October 13-19, 2019
This workout is a descending ladder workout. Start with performing 100 reps of the first exercise, then 90 reps of the second exercise, the 80 reps and so on. Continue in this pattern until you get down to the last exercise of only 10 reps. Remember to split the reps half on each side if an exercise has a right and left side to it.
100 Reps to 10 Reps Ladder Workout
100- Toe touch crunch
90- Crossover lunge
80- Wide push-up
70- Sumo squat
60- High plank fly
50- 1 arm kettle swing
40- Square drill- alt diagonal corners
30- Alt suitcase crunch
10- Glute bridge
TOE TOUCH CRUNCH
With feet in air laying on your back, reach your hands toward your feet.
Step forward crossing one leg in front of the other.
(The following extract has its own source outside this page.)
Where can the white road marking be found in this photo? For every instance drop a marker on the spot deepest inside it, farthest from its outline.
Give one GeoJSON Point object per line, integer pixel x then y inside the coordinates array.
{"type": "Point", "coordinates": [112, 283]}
Make sure to take a long step forward.
Perform a push-up with core engaged and hands wider than shoulder width.
Spread your feet wide and squat up and down with feet tracking over your toes.
HIGH PLANK FLY
Hold the top of a push-up and raise your weight out to the side. Use light weights. Split reps between each side.
1 ARM KETTLE SWING
Use your hips to swing your your arm up to shoulder level with the weight.
SQUARE DRILL – ALT DIAGONAL CORNERS
Using a square taped on the ground, hop alternating each foot on diagonal corners.
ALT SUITCASE CRUNCH
Alternate lifting right and left leg up with sit-ups.
To modify the burpee, perform without push-up at bottom or without the jump.
Laying on your back lift your hips into the air with core tight.